Title: Micronutrient deficiencies in the UK


Key words:  micronutrients, deficiency, children, adolescents, vegetarians, drug addicts, alcoholics, women, child-bearing, South Asian, iron deficiency, anaemia, menstrual loss, serum, ferritin, high-phytate diet, phytate, haem, non-haem, folic acid, homocysteine, supplements, supplementation, Vitamin D, rickets, osteomalacia, chappatis, vitamin B, thiamine, riboflavin, B12, dementia, cognitive dysfunction, vegans, vitamin C, vitamin E, zinc,


Date: Sept 2006




Nutrimed Module:


Type: Article


Author: Morgan, G


Micronutrient deficiencies in the UK


Various government sponsored nutritional surveys over the last decade have confirmed the continual presence of micronutrient deficiencies in the community (Gregory et al. 1990, Gregory et al. 1995, Smithers et al. 1998). The following groups have been found to be at greatest risk:


Poor nutrition invariably involves a deficiency of more than one micronutrient, complicating the clinical picture. The major individual deficiencies prevalent in these groups are:


Iron deficiency

Iron deficiency remains the most prevalent of the nutritional deficiencies in the UK. Women of childbearing age, due to menstrual losses and childbearing, show the highest incidences of anaemia and iron depletion (33% having a serum ferritin concentration less than 25 microgram/l, Gregory et al. 1990). Adolescent girls show similar deficiencies (COMA 1991). Poor dietary practices in younger children are also associated with significant iron deficiency (Gregory et al. 1995), a worrying statistic as iron deficiency at this age adversely effects normal growth, behaviour and cognitive development (Lozoff 2000). Infants brought up on non-fortified cows milk are at greatest risk (Pizarro 1991).

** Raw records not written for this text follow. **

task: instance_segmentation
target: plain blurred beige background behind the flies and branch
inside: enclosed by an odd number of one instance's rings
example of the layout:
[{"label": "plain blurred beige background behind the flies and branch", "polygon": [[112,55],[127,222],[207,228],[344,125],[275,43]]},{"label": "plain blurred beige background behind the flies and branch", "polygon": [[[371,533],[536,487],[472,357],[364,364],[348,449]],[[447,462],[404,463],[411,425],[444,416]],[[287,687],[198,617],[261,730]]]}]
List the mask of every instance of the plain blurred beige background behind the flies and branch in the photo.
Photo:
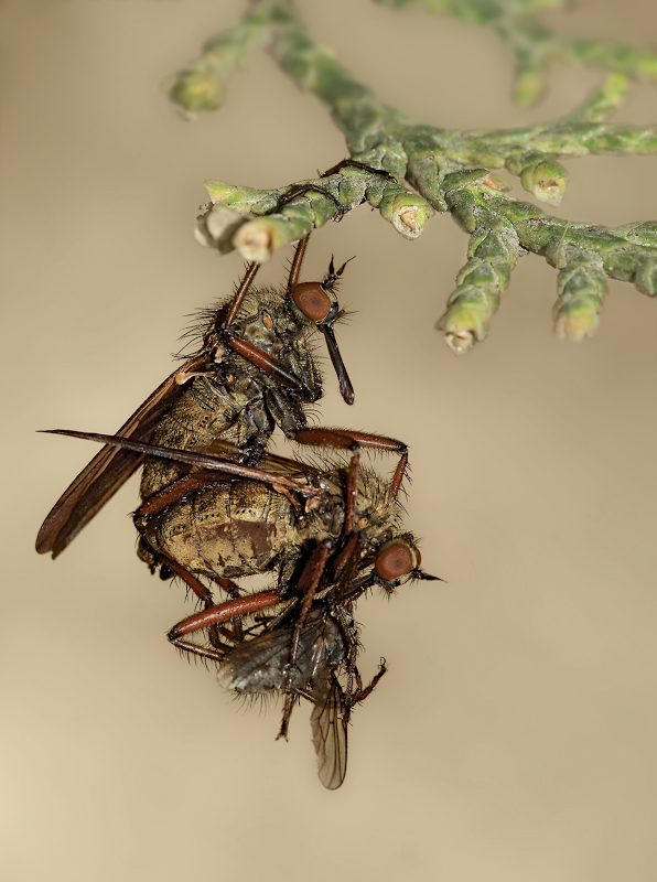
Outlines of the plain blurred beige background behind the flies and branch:
[{"label": "plain blurred beige background behind the flies and branch", "polygon": [[[387,101],[437,125],[570,110],[600,72],[557,67],[531,112],[508,100],[492,34],[367,2],[301,3]],[[612,282],[584,345],[551,334],[556,275],[527,257],[484,345],[456,359],[433,323],[464,260],[448,216],[407,243],[363,207],[311,244],[357,259],[323,420],[412,448],[408,524],[446,584],[360,604],[366,674],[336,793],[308,708],[241,712],[166,643],[191,611],[133,555],[131,482],[56,562],[33,540],[95,452],[40,428],[112,431],[170,372],[184,318],[241,261],[192,239],[206,178],[278,186],[343,158],[324,110],[269,58],[185,125],[158,90],[243,2],[2,4],[4,370],[3,880],[440,879],[648,882],[657,872],[657,313]],[[655,45],[653,0],[548,17]],[[368,35],[369,32],[369,35]],[[636,87],[618,119],[655,122]],[[657,159],[573,161],[559,212],[657,217]],[[518,191],[516,191],[518,192]],[[519,193],[521,196],[521,193]],[[282,278],[282,256],[266,270]]]}]

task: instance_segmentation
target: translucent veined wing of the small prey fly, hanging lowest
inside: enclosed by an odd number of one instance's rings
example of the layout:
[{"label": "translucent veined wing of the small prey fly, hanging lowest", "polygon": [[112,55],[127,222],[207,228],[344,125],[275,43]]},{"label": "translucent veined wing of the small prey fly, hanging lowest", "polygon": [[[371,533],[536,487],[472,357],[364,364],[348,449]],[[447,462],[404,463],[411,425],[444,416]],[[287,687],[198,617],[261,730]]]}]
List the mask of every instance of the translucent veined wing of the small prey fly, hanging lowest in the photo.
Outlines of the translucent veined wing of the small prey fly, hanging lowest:
[{"label": "translucent veined wing of the small prey fly, hanging lowest", "polygon": [[347,773],[347,721],[344,692],[334,674],[323,701],[313,707],[310,725],[320,781],[335,790]]}]

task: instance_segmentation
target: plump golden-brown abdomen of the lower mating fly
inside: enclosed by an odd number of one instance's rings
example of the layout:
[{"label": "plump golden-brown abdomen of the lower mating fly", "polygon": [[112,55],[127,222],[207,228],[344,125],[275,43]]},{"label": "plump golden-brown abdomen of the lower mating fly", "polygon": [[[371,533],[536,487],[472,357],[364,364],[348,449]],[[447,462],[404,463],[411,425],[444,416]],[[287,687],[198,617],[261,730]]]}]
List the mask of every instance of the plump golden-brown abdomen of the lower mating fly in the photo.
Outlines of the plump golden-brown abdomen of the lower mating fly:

Other major groups affected are vegetarians and Asian groups due to their consumption of a high-phytate diet containing low levels of bioavailable haem and non-haem iron (Hallberg 2000).

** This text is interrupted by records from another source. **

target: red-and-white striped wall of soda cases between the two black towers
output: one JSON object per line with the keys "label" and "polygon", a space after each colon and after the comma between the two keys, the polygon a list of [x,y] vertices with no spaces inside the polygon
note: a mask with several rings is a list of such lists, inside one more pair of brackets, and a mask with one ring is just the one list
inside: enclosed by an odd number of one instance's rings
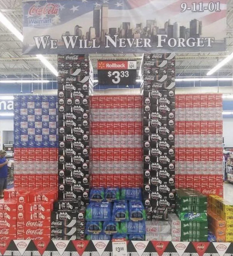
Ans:
{"label": "red-and-white striped wall of soda cases between the two black towers", "polygon": [[142,97],[91,97],[92,183],[142,187]]}

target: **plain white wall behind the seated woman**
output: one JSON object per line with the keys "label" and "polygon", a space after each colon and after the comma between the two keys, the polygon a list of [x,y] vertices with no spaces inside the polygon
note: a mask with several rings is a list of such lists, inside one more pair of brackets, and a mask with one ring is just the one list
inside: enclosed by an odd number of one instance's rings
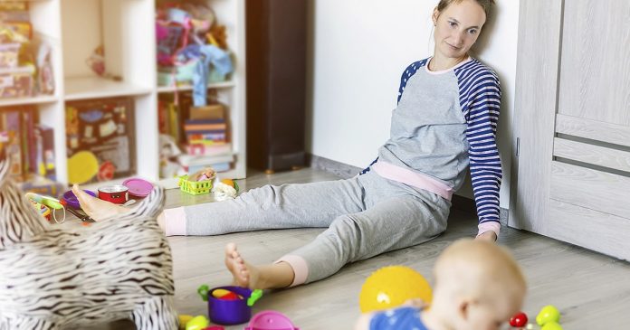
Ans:
{"label": "plain white wall behind the seated woman", "polygon": [[[307,151],[364,167],[389,136],[402,71],[433,53],[431,13],[437,0],[310,0],[310,93]],[[509,5],[508,5],[509,4]],[[499,74],[503,90],[499,145],[509,207],[511,111],[519,3],[499,0],[477,58]],[[472,198],[470,185],[459,192]]]}

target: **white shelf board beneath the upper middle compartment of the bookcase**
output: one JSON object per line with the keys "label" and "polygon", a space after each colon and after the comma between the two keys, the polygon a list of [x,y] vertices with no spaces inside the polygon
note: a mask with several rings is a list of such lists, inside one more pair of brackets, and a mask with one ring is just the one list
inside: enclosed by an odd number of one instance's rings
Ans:
{"label": "white shelf board beneath the upper middle compartment of the bookcase", "polygon": [[101,99],[118,96],[148,94],[152,90],[124,81],[114,81],[99,77],[68,78],[65,81],[65,99]]}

Malaise, loss of work and possible obstetric complications are some of the complications of iron deficiency.


Folate deficiency

Suboptimal levels of folic acid in the community become clinically significant amongst the institutionalised elderly (Smithers et al. 1998) and amongst alcoholics (Gregory et al. 1990). They are of particular concern due to the increased metabolic demands of pregnancy where folate deficiency is associated with neural tube defects. Prophylaxis here with folate supplementation has significantly reduced the incidence of this disorder (up to 85% reduction in incidence; Wald 1991, Berry 1999). An association with raised homocysteine levels and cardiovascular disease has also been suggested as a reason for folate supplementation (Selhub 1999).


Vitamin D

Vitamin D deficiency remains a problem at the extremes of life, being associated with rickets and osteomalacia respectively. Intake is dependant on sun exposure and dietary intake which, in general, may be fortified. Nonetheless, children are at risk, especially if kept indoors for religious reasons and if consuming a special diet (e.g. the chappati diets of certain Indian communities; Preece 1973). Poor nutrition and lack of sun exposure increases the rate of vitamin D deficiency of old people in institutions (Chapuy 1994).


Vitamin B deficiency

Thiamin and riboflavin deficiencies have been identified in the elderly and more so in the institutionalised. Associations have been made with Alzheimer’s (Pepersack 1999) and supplementation with thiamine has been reported to be of some benefit (Mimori 1996). Thiamin deficiency is an important cause of neurological dysfunction in alcoholics (Cook 1998).

B12 deficiency is also more prevalent in the elderly institutionalised patient and is associated with dementia and cognitive dysfunction (Carmel 1995). In the community vegans are at risk of developing B12 deficiency, leading to pernicious anaemia and subacute degeneration of the cord, unless their diet is supplemented.


Vitamin C

The US RNI for vitamin C is currently 90 mg/day, indicating that groups such as the elderly and the poor are now clinically deficient (Gregory et al. 1990, O’Neill 1991). Vitamin C, along with vitamin E, is an important antioxidant and has both cardioprotective and possibly anti-cancer effects (Nyyssonen 1997, Hornig 1988).




Marginal zinc status is prevalent in the community, particularly in the young and the elderly (Smithers et al. 1998, Briefel et al. 2000). Zinc is involved in normal immune function, growth and development. It has been linked  to normal cognitive function in children and adults (Pollitt 1993, Penland 1991).




In summary, micronutrient deficiencies in the UK are still prevalent but affect only certain groups such as the very young and the elderly. Groups such as vegetarians and women of childbearing age may suffer from deficiencies such as iron and folate deficiency which require specific attention. For groups such as the elderly and alcoholics multiple deficiencies are likely to be present and will require considerable medical and nutritional counselling.